Burke agrees to the plan and rehearses all of Jenny's personal information. Putnam brings in "Jenny," and Burke plays along. The professor wants to take his daughter to the amusement park at the beach, and Burke goes with them. He takes Jenny out for the day while Putnam works. Afterward they go to Putnam's hotel room and the professor starts brushing his daughter's hair. Burke offers to do it, while explaining that he took good care of Jenny throughout the day. Putnam seems surprised that Burke can see his daughter. When he snarls Jenny's hair, Burke offers to tell her a bedtime story. He carries her into the bedroom and briefly breaks the charade to relax. When Putnam sticks his head in, Burke goes back to reading Jenny a bedtime story, breaking into tears.
Later, Burke meets with Cottrell, the military's psychologist. He warns Burke that they're helping Putnam maintain his delusion instead of taking steps to cure him, and that Putnam will never overcome his grief no matter how much he tries to forget by pretending that Jenny is alive. Cottrell insists that the military will only help Putnam maintain his delusion until he completes his work, and then they'll let him lapse into insanity to maintain the project's secrecy.
Burke continues to visit with Putnam and Jenny. They go to a restaurant and pretend she's eating, but a man comes over and asks for the empty chair. When Putnam insists that Jenny is sitting there, the man points out that there's no plate. Burke and the waiter hastily usher the man away, but Putnam is clearly stricken. Burke asks Putnam about his work and the professor says that it's almost done, and it's a project to make cheap fission bombs. He snaps at the military, insisting that they're abusing his work, and walks away.
The next day, Burke and Putnam drive to the base and Putnam turns over his work to the authorities. As they drive back, Putnam rants about the military perverting his work and starts to lose control of the car. Burke manages to grab the wheel and stop the car just in time, saying that Putnam could have killed them "both."

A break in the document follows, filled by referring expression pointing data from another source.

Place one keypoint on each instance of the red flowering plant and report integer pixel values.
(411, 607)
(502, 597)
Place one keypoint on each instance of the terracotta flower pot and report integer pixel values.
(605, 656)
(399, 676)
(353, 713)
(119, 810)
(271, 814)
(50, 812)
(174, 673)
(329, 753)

Burke reports to Cottrell, who says that his slip is the least of their problems. Cottrell wonders why Putnam is now trying to kill himself, and checks on Putnam in his room. The professor is sitting in the dark, rambling about how he'll be with her soon and that the word is bad and they're all better off dead. Cottrell realizes what is happening and explains to Burke that Putnam subconsciously realizes that his daughter is dead. The professor is driven by conflicting desires, and he has finally found a way around him. Burke wonders if Putnam gave them false equations, and Cottrell says that a world-wide nuclear detonation would kill the hit-and-run-driver and reunite Putnam and Jenny. As they look on in horror, the military test goes out of control and a nuclear holocaust sweeps across the planet, killing everyone and everything.